Бараньей шерстью всклубился дымок, заставив одну из створок распахнуться так, что она сбила с ног подходившего к ним эхомата. Мартин без колебаний пустил в полёт болт — «Хм, фосфорофор?» — и, прежде чем отойти в укрытие, заметил, что новому пожару на этом месте не бывать: на ящики смесь не попала, но расплескалась и взыскрилась на камне; услышанное им утробное рычание подтвердило поражение цели. Никанор первым выстрелом из нижнего ствола поломал эхомату у левой стены пантомиму, а вторым из верхнего отправил в нокаут. Авксентий приложил пытавшегося подняться эхомата у двери и, не обнаружив «грузчиков», пальнул дротиком в одного из той троицы, взял на прицел оставшихся. Они подняли руки. Но Селестина, пока не прошедшая через дверной проём, знала, что это может быть стартовой позицией для пары ударов, а потому крикнула, чтобы на парочку были наставлены все стволы и направляющие. Мартин же напомнил — и союзникам, и противникам, — что отступать некуда: там до сих пор догорал фосфор и висели ядовитые пары. Не столько от одной из фигур, сколько в наполненном курениями воздухе, а то и в голове у самого Мартина прозвучало: «Думаешь, мне это впервой? Думаешь, меня это удержит? Думаешь, меня страшит смерть? Слишком много ложных дум!» — и фигура с неожиданной, паучьей резкостью сложилась вдвое, избежала серии попаданий, доставшихся компаньону, и скрылась едва ли не на четырёх конечностях за перегородкой.
— Бэзи! Я за ним! Селестина, господа офицеры, прошу извинить и не прошу следовать, — и, прикрыв нос рукавом и зажмурив глаза, побежал навстречу неизвестно чему.
— Подождите, Мартин!
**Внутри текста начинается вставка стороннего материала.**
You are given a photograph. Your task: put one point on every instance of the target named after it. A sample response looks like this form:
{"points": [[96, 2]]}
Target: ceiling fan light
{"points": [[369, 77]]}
Я с вами! — тоже нырнула за угол Селестина, откуда ненавязчиво так добавила: — Ну, а вы тут приберитесь или ещё чт…
Лейтенант Евграфов и мичманы Деспин и Победоносцев остались втроём.
— Мы им не поможем?
— Уже помогли. Остальное — не нашего ума дело. Давайте осмотрим содержимое ящиков и прочего. Если что-то полезное, то надо как-то организовать доставку в д’Отёй. Но прежде — вколите этим всем ещё по транквилизатору. Авксентий, я же знаю, что ты взял дыхательный аппарат, будь столь любезен одолжить: я всё-таки посмотрю, что там.
Михаилу протянули маску из вощёной кожи, напоминавшую ту, что предложил носить врачам де Лорм, только «клюв» не так выдавался вперёд, был более загнут книзу, содержал миниатюрный баллон с кислородом и оканчивался угольным фильтром; но всё это можно было и отвинтить, заменив шлангом, подававшим воздушную смесь так же, как водолазам. Михаилу повезло: стёкла не запотевали, можно было ориентироваться в пространстве. Пустая перестраховка? Возможно. Тем более что Мартину и ткани пиджака хватило. Наверное.
За перегородкой Михаил обнаружил параболически вогнутое зеркало, в какое мог бы в полный рост смотреться и Николя Буржуа. Михаил пытался найти люк в полу или тайный проход в стене, но это был тупик. Оставалось только одно направление. Михаил легко толкнул зеркало, но оно не поддалось. Зато налилось сиянием и будто бы стало не то окном во времени и пространстве, не то кинопроектором, только ещё с передачей цвета и ощущением присутствия там, правда, нивелировавшимся оптикой маски. Как бы то ни было, Михаил видел речной берег. И детей, что играли на нём. Один пожёвывал соломинку. Двое сорванцов что-то замышляли. О, да, это была шутиха. Или, больше на то похоже, кусок динамитной шашки. И пугать они, похоже, собрались рыб. А, не пугать: оглушить — обычный клёв что-то не шёл. Но хватит ли мощности? Или распугают последних оставшихся и неуловимых? Они даже поспорили на это. Подожгли фитилёк — да где они вообще взяли компоненты и как собрали? — и закинули шашку в воду. Ба-бах! К немалому изумлению спорщиков вместо рыбы всплыло с глазами и ртом, зашитыми блестящей нитью особым узором, ушами и носом, чем-то залитыми, раздувшееся тело. И в красных одеждах. Савоярских. Михаил не понимал, откуда шёл звук, но он слышал, как, разрывая ткани, разошёлся шов. По водной поверхности пошли пузырьки. Со всё увеличивавшейся интенсивностью. А затем тело на не прекращавшейся газовой тяге поплыло головой вперёд, нагоняя на лоб волну и при том издавая с другого конца крайне непристойные звуки. Детишки были в экстазе. Зеркало потускнело, будто на него наплыла тень, затем некий силуэт и впрямь пересёк его, потом ещё несколько, в которых он опознал силуэты дирижаблей, после чего пошло трещинами и осыпалось звёздной пылью. Внутри Михаила будто тоже что-то оборвалось.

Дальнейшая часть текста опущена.